Elle fait observer que le secteur des hydrocarbures peine à retrouver des couleurs depuis la dernière information statistique de l’ONS, datée du premier trimestre 2020, révélant une baisse de 13,4% de l’activité du secteur des hydrocarbures entre janvier et mars 2020, alors que la crise sanitaire a mis sous les feux de la rampe le déclin de nombreux secteurs.

En Mauritanie, la presse locale revient sur l’accord conclu avec la société Kinross Gold Corporation visant à augmenter la redevance minière tirée de l'exploitation de la mine de Tasiast, de 3% jusqu'à 6,5% graduellement et selon le prix de l'or.

Citant le ministère mauritanien du Pétrole, des Mines et de l’Energie, les journaux mauritaniens relèvent que l’Etat va également nommer des membres observateurs au Conseil d'Administration de la société TML S.A. afin de permettre un suivi immédiat des décisions et permettant ainsi d’accroître la transparence.

Selon les mêmes sources, l'accord désengage aussi le pays à rembourser à Kinross Gold Corporation une somme de 74 millions de dollars relative au carburant exonéré.

Elles ajoutent que la Mauritanie va en revanche effectuer - sur une période de 5 ans - le remboursement à la société Kinross Gold Corporation d'un montant de 40 millions de dollars tels que dus et confirmés par lettre du ministère des finances en date du 12 mai 2015.

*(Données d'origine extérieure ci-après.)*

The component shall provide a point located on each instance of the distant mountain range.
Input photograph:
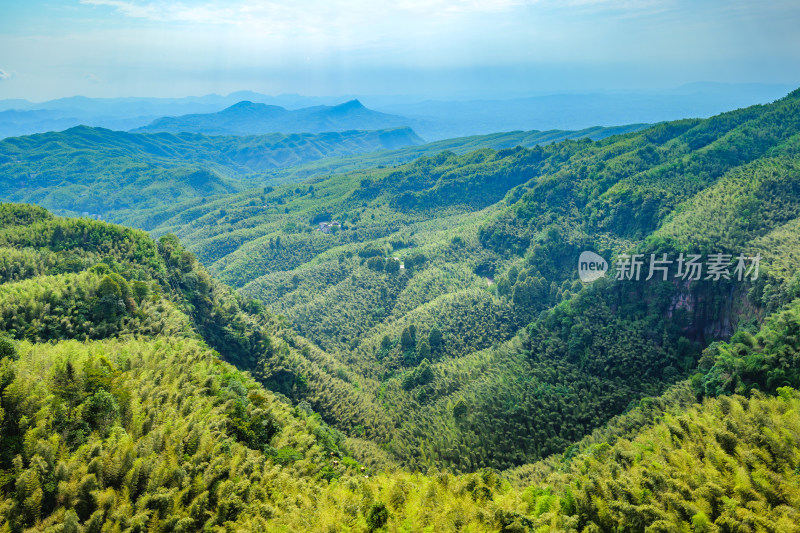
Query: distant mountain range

De son côté, Kinross Gold Corporation devra verser à l'Etat un montant de 10 millions de dollars à la signature de l’accord et un autre montant annuel de 1 million de dollars pour le renforcement de capacités durant la période d’exploitation.

Les médias font savoir que la société Kinross Gold Corporation devra aussi s’impliquer davantage dans le développement local et national et dans le renforcement du contenu local.